Multiclass classification with 2 features using trees¶
Classification trees are a wide category of algorithms to process classification (and linear regression).
In this notebook, we will reuse the generated dataset of the multiclass linear regression with Keras (HTML / Jupyter) : the Czech and Norvegian flags.
Learning goals:
- Theory of trees
- Custom code for trees
- Understanding of the tree partitioning and performance
- Decision tree using Scikit-Learn model
import numpy as np
import matplotlib.pyplot as plt
import matplotlib.colors as pltcolors
from sklearn import metrics, tree
import graphviz
from IPython.display import SVG
import seaborn as sns
Helpers¶
def flagPlot(X, y, title, colors, ax=None):
""" Plot the flag as a 2D parametric label"""
if ax is None:
ax = plt.gca()
ax.set_facecolor((0.8, 0.8, 0.8))
f = ax.scatter(X[:,0], X[:,1], c=y, cmap=pltcolors.ListedColormap(colors), marker='x', alpha=0.5);
ax.set_xlabel('$x_0$')
ax.set_ylabel('$x_1$')
ax.grid()
ax.set_title(title)
cb = plt.colorbar(f, ax=ax)
loc = np.arange(0,2.1,1)
cb.set_ticks(loc)
cb.set_ticklabels([0,1,2]);
def plotHeatMap(X, classes, title=None, fmt='.2g', ax=None, xlabel=None, ylabel=None):
""" Fix heatmap plot from Seaborn with pyplot 3.1.0, 3.1.1
https://stackoverflow.com/questions/56942670/matplotlib-seaborn-first-and-last-row-cut-in-half-of-heatmap-plot
"""
ax = sns.heatmap(X, xticklabels=classes, yticklabels=classes, annot=True, \
fmt=fmt, cmap=plt.cm.Blues, ax=ax) #notation: "annot" not "annote"
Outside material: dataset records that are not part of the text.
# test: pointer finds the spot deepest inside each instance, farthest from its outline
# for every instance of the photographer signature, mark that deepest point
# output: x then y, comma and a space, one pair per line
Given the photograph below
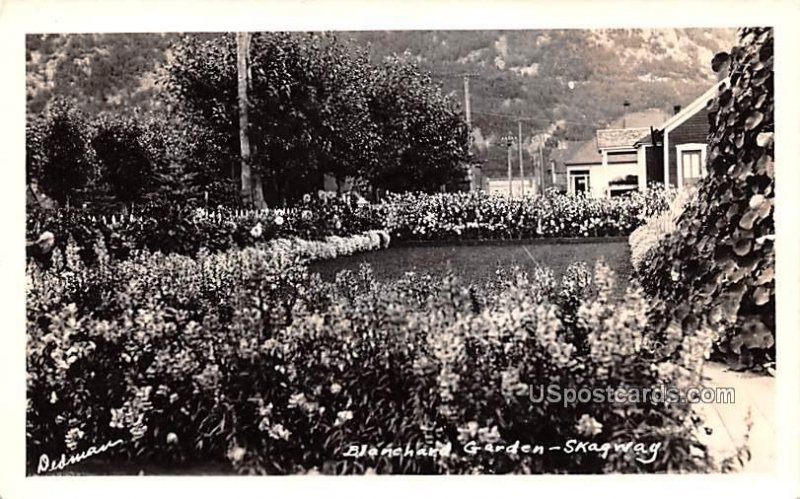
46, 465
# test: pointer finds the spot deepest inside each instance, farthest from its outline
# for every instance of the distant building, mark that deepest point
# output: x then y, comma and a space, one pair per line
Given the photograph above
610, 164
499, 185
644, 148
680, 144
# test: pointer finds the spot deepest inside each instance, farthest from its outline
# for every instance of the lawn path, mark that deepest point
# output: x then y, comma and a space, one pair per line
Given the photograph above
754, 393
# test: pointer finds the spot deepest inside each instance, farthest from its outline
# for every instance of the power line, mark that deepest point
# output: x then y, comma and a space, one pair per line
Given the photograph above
531, 118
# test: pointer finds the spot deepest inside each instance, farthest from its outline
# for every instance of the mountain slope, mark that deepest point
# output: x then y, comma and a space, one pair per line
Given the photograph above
564, 83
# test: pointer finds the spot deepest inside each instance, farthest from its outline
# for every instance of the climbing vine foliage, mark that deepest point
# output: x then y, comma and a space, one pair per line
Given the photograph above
718, 268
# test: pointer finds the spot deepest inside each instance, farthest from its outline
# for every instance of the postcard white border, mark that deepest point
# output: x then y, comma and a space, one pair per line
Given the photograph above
18, 17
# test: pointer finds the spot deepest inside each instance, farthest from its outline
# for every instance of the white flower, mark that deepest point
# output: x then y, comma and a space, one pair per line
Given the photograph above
236, 453
342, 417
278, 432
588, 426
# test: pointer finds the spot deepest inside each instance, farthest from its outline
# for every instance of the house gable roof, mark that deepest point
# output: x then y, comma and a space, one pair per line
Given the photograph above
695, 106
589, 152
612, 138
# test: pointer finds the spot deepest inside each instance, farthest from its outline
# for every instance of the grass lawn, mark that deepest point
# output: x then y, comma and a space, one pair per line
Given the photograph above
477, 263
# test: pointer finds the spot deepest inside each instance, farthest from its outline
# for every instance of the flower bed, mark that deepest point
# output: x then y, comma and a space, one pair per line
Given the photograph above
407, 217
478, 215
186, 230
241, 356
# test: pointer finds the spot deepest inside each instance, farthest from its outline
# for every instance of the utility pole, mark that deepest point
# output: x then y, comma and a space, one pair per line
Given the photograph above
541, 167
242, 45
468, 114
467, 108
519, 147
508, 140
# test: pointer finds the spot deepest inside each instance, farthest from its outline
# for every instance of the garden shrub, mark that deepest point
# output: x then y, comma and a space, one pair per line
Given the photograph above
241, 357
718, 267
478, 215
658, 226
174, 228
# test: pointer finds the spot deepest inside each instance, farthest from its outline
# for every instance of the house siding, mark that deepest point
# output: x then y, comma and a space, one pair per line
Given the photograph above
693, 130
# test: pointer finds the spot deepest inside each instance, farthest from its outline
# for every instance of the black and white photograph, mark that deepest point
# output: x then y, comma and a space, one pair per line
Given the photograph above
530, 251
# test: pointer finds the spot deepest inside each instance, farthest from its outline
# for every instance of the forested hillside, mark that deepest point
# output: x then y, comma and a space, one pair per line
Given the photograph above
565, 83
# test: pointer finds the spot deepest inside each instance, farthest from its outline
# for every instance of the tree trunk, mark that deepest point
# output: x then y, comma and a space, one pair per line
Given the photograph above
258, 192
242, 48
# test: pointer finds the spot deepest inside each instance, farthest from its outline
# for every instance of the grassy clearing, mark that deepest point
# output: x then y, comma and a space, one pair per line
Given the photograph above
477, 264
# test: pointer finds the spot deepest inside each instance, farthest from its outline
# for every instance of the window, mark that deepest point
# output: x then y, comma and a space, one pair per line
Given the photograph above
578, 181
691, 163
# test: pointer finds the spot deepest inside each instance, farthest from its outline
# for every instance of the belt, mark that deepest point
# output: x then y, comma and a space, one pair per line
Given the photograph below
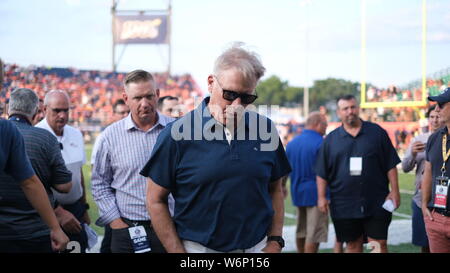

bottom, top = ax.get_ylim()
ax.set_ylim(bottom + 0.5, top - 0.5)
if title:
ax.set_title(title)
if xlabel:
ax.set_xlabel(xlabel)
if ylabel:
ax.set_ylabel(ylabel)
def plotConfusionMatrix(yTrue, yEst, classes, title=None, fmt='.2g', ax=None):
plotHeatMap(metrics.confusion_matrix(yTrue, yEst), classes, title, fmt, ax, xlabel='Estimations', \
ylabel='True values');
Data models - Flags¶
nFeatures = 2
nClasses = 3
# Czech flag colors
czechColors = np.array(['blue', 'red', 'white'])
def generateCzechBatch(n, noiseSigma = 0.1):
""" Generate a multi class sample based on the Czech banner geometry.
Tip of the triangle is set at the origin
"""
# xMax adjusted such that the 3 classes are quasi equiprobable
xMin = np.array([-1, -1])
xMax = np.array([0.5, 1])
#
X = np.random.uniform(xMin, xMax, (n, nFeatures))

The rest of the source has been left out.